Negligent credentialing was next addressed by the Massachusetts Appeals Court in Kinney v. Barton, 62 Mass.App.Ct. 1108 (2004). In a case which seemed primed to confront the issue head on, the wrong doctor was sued. The plaintiff alleged that the defendant physician had a duty to supervise and limit the privileges of the doctor that ultimately negligently performed a laparoscopy on her, resulting in injury. The court refused to decide whether the institutional granting of staff privileges created a duty on those individuals who participated in the process of credentialing, because the physician played no role whatsoever in the granting of privileges to the doctor that performed surgery on the plaintiff. The physician was the chairman of the Division of Gynecology, but nothing in the record before the court indicated that the physician had any authority to control the surgeon’s privileges. To the contrary, the hospital bylaws specifically delineated that the Chairmen of the Department of Surgery would be responsible for reviewing surgeon’s performance and rendering an opinions as to reappointment, the Medical Executive Committee was tasked with reviewing these recommendations, and the Credentialing Committee was to make the decision. Because the physician played no role in this process, the court had no reason to definitively accept or reject the theory of negligent credentialing.

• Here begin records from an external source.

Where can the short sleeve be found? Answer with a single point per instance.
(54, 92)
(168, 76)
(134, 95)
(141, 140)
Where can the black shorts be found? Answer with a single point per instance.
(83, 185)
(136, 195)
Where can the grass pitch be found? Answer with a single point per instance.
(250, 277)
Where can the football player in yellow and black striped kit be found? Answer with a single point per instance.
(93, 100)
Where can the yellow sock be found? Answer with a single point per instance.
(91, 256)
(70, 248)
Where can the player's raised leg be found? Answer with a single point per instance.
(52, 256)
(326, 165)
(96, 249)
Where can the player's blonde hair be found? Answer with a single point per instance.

Most recently, in Rabelo v. Nasif, 30 Mass.L.Rptr. 547 (2012), the Superior Court of Worcester County was able to address the cause of action, but again only in a limited capacity. The plaintiff brought multiple malpractice claims against an individual doctor and two corporate health care providers. The defendant hospital brought a motion to bifurcate the negligent credentialing claim and to stay all discovery on that count until the underlying claim against the individual doctor had been adjudicated. The court denied the defendant’s motion on the dual grounds of a general reluctance towards bifurcation for the purposes of judicial economy and a lack of prejudice to the movant should discovery continue. While the court was not able to make any definitive decisions regarding negligent credentialing due to its limited role in ruling on the motion, it did cite the Copithorne case and affirmatively state that a hospital does owe a duty to exercise reasonable care in granting privileges, and that a cause of action for negligent credentialing “appears cognizable under Massachusetts law.”

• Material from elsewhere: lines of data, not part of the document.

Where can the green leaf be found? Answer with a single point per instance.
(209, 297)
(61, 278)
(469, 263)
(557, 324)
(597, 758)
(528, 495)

To summarize, Massachusetts courts are ready to recognize the viability of a negligent credentialing claim when confronted with the right set of facts. The limited case law in Massachusetts on this subject may be an indication that hospitals already have sound credentialing procedures in place; however, given the trend in other states and the inclination of the Massachusetts courts to expand direct corporate liability in this regard, corporate health care providers should review their credentialing procedures as if this cause of action has been definitively recognized. Thorough, specific procedures should be in place to evaluate the credentials and competency of physicians seeking privileges. These procedures must be explicitly followed and should be scrutinized even more thoroughly, as it seems inevitable that there will soon be another avenue to hold hospitals directly liable.